The business model is your profit engine

Having an idea for a business involves much more than inspiration. Your business idea should also include a strategy to make the idea profitable. That strategy is known as a business model. The role of a business is to provide products and / or services that help customers solve their business or consumer needs. Additionally, your business must work for you and generate a reliable and ideally abundant income stream from which you draw your annual income.

Before continuing, let’s clarify the meanings of the business model and business plan. Your business plan is a document in which you describe your business mission: target customer groups; the market and the competitive environment in which it will operate; your marketing, financial and operational plans; and the legal structure that will be given to it.

Your business model will detail how the company will achieve and maintain profitability. The cornerstone of a good business model is competitive analysis, which will help you verify target markets (customer groups) and establish your competitive advantages in the presence of other companies offering similar products and services.

The main ingredient in your competitive analysis is customer insight, an asset I often recommend cultivating for aspiring entrepreneurs. Information gathering is a vital and ongoing business function.
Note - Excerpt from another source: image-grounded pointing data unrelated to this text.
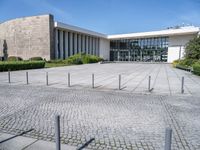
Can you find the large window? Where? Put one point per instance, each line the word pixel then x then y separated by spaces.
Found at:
pixel 143 49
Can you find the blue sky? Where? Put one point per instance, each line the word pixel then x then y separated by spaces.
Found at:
pixel 109 16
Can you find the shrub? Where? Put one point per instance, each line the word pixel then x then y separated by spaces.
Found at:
pixel 21 65
pixel 14 58
pixel 196 68
pixel 36 58
pixel 192 50
pixel 175 63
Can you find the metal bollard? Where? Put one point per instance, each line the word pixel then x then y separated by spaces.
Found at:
pixel 9 76
pixel 27 78
pixel 93 80
pixel 47 79
pixel 57 132
pixel 68 79
pixel 149 84
pixel 182 85
pixel 120 82
pixel 168 138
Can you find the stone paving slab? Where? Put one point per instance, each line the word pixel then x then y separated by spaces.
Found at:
pixel 165 79
pixel 131 118
pixel 116 120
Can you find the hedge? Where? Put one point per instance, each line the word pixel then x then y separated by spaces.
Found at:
pixel 21 65
pixel 82 58
pixel 36 58
pixel 196 68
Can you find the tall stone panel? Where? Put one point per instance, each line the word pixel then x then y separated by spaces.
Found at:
pixel 29 37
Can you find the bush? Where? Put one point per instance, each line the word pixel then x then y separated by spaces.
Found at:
pixel 196 68
pixel 14 58
pixel 21 65
pixel 83 59
pixel 192 50
pixel 175 63
pixel 36 58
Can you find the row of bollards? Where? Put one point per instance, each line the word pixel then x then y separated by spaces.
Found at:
pixel 93 81
pixel 57 135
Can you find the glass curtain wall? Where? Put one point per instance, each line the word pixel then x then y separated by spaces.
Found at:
pixel 144 49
James King, director of the Small Business Development Center in New York (state), notes that “customer buying patterns change quite quickly and if you are not ahead of your customers, you are not making sales.”

Along with the selection of products and services that your company will provide and your customer acquisition strategies, the operational aspects, that is, the process by which the products or services will be manufactured or acquired and made available to the market, must comply with expectations often fluid. of customers and, for that reason, an operations component should be included in the business model of your company.
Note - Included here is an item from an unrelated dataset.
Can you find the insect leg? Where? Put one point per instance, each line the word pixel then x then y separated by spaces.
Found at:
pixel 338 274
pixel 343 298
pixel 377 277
Once you have developed a draft business model, it can be instructive to ask a trusted potential client or friend who owns a non-competing business for feedback on what they have proposed. Discovering and closing immediately obvious gaps is something you’ll want to do before your business is up and running.

King recommends that aspiring entrepreneurs “Sit down with someone who doesn’t have a vested interest and ask them to poke holes in your model. If they do a good job, they’ll be better prepared for any eventuality.” risk you can eliminate, the more likely it is to be successful. “

It is recommended that you review your business plan and business model every two years, or at least when changes in your industry, local business environment, or technology have the potential to affect your sales revenue or how you do business. This practice will also give you the benefit of reviewing your projections in regards to expected vs. real target customers and allow you to refine planning for growth and expansion, as you create strategies for sustainable business success.